La gente dice a Giairo: lascia stare il maestro, tanto ormai è morta. Quello ti può dire belle parole, ma davanti alla morte, che può fare? Gesù invece gli dice: continua solo ad aver fede!
Ed eccoci alla scena cruciale: arrivati a casa di Giairo, c'è un grande trambusto, come è normale alla morte di un'adolescente e Gesù entrato, dice loro: perché fate tanto strepito? non è morta, dorme. Il Signore vede la morte con gli occhi di Dio; gli altri invece lo prendono in giro, come ancora tanti oggi che non credono alla testimonianza della risurrezione, e ci dicono: ma tu credi ancora in queste cose?
Gesù allora caccia tutti fuori: non possono entrare nella stanza con loro, non capirebbero il mistero che Gesù sta per compiere. Davanti al dramma della morte possono entrare solo coloro che lo vivono in prima persona, il papà e la mamma, e i discepoli, che avranno la luce per comprenderlo nel suo senso più profondo. Lì, nel segreto, a Gesù bastano due parole: talità kum, fanciulla, alzati. A Dio non servono rituali magici e nemmeno troppe parole: due parole, come nella creazione: luce sia. E luce fu.
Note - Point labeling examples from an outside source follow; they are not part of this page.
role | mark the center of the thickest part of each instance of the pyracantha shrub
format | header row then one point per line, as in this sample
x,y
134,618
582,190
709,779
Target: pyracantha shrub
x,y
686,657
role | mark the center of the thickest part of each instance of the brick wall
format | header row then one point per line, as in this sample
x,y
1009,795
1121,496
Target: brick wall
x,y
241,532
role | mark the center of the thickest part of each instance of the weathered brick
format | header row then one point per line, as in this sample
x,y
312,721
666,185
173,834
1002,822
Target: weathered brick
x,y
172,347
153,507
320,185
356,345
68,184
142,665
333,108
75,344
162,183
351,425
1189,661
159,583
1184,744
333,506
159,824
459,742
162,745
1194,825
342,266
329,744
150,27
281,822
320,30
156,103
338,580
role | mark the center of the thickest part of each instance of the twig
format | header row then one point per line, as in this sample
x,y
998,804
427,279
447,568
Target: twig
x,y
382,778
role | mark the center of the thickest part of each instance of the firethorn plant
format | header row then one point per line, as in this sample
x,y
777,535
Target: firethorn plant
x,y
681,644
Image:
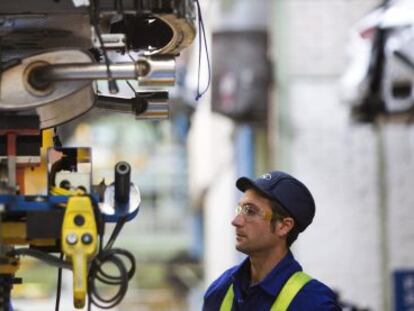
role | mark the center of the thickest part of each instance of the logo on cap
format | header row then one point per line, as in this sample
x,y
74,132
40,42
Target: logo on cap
x,y
266,176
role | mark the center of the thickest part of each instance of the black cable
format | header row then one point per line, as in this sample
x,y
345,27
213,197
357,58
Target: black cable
x,y
114,256
59,285
202,38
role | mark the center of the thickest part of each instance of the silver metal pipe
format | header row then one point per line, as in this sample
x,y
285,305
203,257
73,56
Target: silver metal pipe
x,y
82,71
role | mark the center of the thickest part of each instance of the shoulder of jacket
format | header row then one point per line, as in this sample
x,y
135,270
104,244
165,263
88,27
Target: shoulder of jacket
x,y
222,283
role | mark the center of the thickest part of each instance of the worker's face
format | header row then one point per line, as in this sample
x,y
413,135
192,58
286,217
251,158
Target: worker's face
x,y
254,231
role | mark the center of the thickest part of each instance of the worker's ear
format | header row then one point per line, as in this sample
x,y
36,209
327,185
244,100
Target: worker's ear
x,y
285,225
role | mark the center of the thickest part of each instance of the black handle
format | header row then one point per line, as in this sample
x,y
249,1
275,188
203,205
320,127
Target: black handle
x,y
122,182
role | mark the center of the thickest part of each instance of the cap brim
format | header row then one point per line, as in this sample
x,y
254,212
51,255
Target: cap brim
x,y
244,183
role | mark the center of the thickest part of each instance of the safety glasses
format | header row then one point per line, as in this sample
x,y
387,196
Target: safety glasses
x,y
251,212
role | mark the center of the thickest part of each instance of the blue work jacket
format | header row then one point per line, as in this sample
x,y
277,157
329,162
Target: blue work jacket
x,y
261,296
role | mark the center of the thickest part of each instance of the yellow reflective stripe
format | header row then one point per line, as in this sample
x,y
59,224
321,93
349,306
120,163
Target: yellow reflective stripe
x,y
293,285
228,300
289,290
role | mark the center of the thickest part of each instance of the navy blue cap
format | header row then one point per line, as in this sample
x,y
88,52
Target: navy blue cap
x,y
290,193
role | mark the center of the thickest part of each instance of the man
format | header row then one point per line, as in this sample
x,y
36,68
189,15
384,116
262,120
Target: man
x,y
273,210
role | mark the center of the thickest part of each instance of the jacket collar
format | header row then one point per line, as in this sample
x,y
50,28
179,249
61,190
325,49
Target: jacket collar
x,y
272,283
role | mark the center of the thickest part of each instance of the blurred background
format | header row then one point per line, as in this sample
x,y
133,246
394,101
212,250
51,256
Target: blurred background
x,y
321,89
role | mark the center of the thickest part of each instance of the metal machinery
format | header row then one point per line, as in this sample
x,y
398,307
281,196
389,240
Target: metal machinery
x,y
52,53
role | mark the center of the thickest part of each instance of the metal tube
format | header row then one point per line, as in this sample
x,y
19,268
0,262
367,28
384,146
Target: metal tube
x,y
85,71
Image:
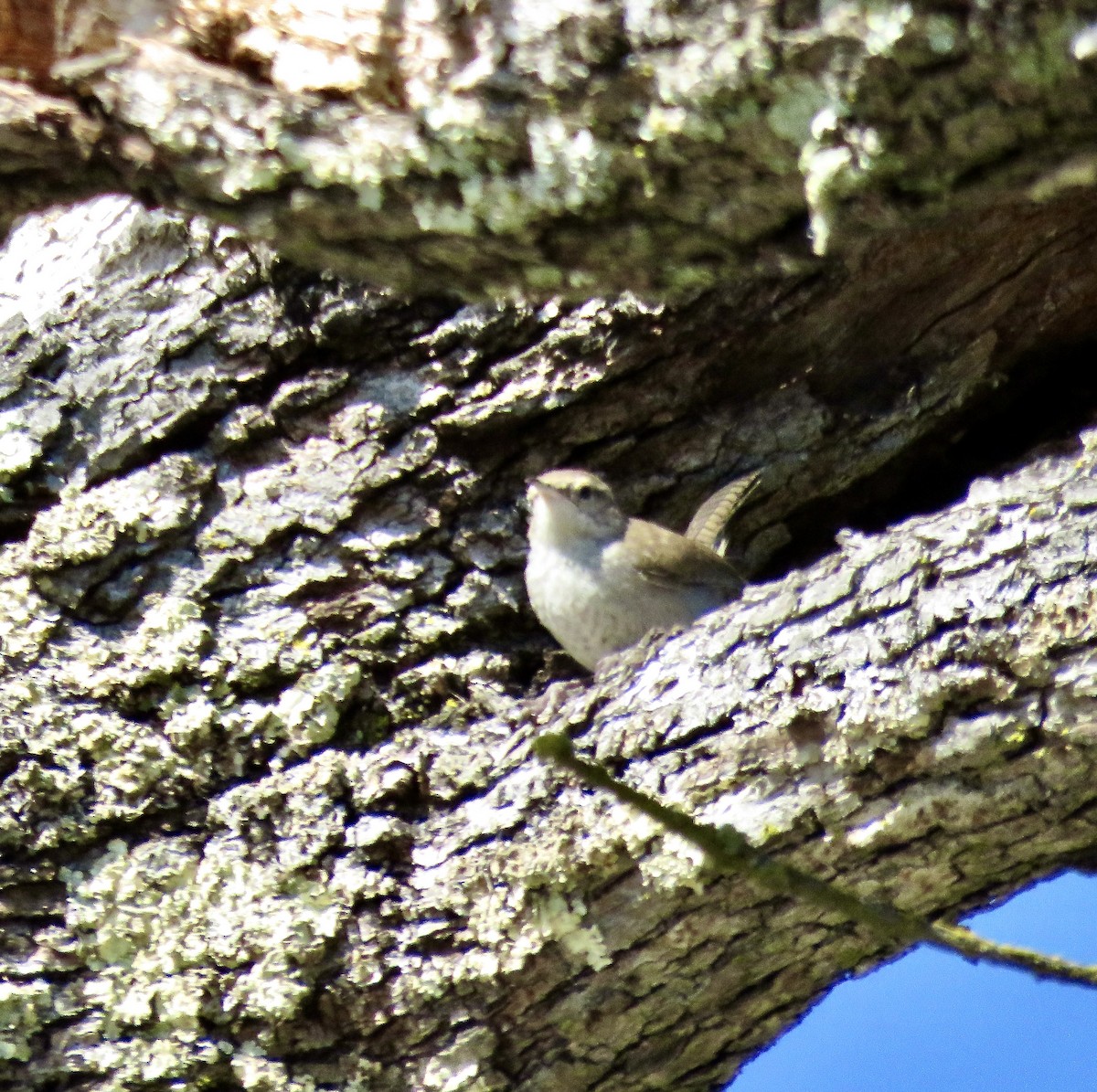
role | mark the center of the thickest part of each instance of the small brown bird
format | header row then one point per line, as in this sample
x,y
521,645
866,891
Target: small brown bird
x,y
599,581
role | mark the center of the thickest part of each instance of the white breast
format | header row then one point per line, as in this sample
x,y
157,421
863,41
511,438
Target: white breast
x,y
593,602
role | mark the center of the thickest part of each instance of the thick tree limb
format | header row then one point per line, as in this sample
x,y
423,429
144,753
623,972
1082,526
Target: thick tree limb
x,y
261,583
538,150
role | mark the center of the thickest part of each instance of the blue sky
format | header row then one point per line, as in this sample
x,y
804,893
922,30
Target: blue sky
x,y
932,1022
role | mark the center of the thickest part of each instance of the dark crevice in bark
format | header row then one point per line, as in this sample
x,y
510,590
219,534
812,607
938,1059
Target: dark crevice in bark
x,y
1026,415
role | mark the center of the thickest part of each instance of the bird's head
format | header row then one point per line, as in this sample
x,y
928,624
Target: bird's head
x,y
574,504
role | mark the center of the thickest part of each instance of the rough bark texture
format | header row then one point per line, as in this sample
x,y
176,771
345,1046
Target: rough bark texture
x,y
268,816
262,571
579,148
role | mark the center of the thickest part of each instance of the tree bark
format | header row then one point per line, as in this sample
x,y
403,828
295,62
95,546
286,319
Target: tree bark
x,y
270,817
544,150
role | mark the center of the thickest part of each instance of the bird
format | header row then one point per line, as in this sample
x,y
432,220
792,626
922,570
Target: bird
x,y
599,581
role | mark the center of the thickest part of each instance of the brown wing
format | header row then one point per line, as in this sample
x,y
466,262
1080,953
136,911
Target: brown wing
x,y
708,525
673,560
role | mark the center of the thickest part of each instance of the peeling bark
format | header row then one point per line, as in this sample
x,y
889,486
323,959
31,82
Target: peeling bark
x,y
269,816
269,812
494,150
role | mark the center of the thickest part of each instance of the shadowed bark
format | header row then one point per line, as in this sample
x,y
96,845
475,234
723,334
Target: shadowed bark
x,y
269,816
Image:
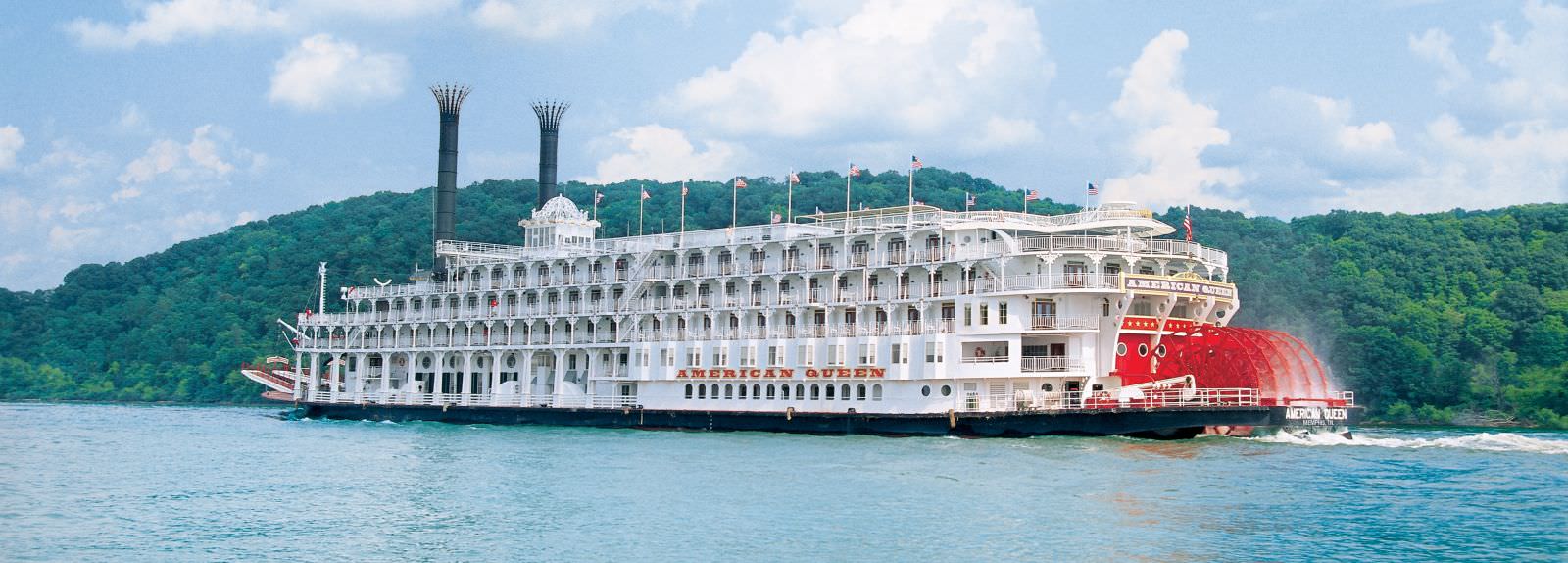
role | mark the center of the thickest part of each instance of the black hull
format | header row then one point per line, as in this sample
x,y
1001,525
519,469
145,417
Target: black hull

Certo, uno potrebbe chiedere: sì ma perché a questa bambina sì e a tanti altri no? Senza dare risposte banali, e ricordando che la prima cosa che siamo chiamati a fare quando qualcuno vive un lutto è pregare per quella persona e starle vicino, è bene ricordarsi che Gesù nel Vangelo ha risuscitato solo tre persone, per amore certo, ma soprattutto come segno più profondo per farci comprendere che Lui è Dio, il Signore della vita, vincitore della morte, di quella morte che, credendo in Lui, vinciamo anche noi! Lui è venuto a vincere la morte per spalancarci le porte del cielo; la morte fisica, segno della nostra condizione creaturale, è un inevitabile passaggio della vita; ma non è la fine della vita, semmai, uniti a Lui, è l'inizio della vita vera, dell'eterna comunione con Dio, della beatitudine senza fine. Dunque anche nei momenti di lutto, continuiamo solo a credere, anche se nella lotta e affidiamoci a lui, al Signore risorto, che ci ha detto: chi crede in me anche se muore vivrà (Gv 11,25). Chi mangia la mia carne ha la vita eterna (Gv 6,54), Non siate tristi, vado a prepararvi un posto perché dove sono io siate anche voi (Gv 14,1-3). Sì, non dimentichiamoci la meta del nostro cammino!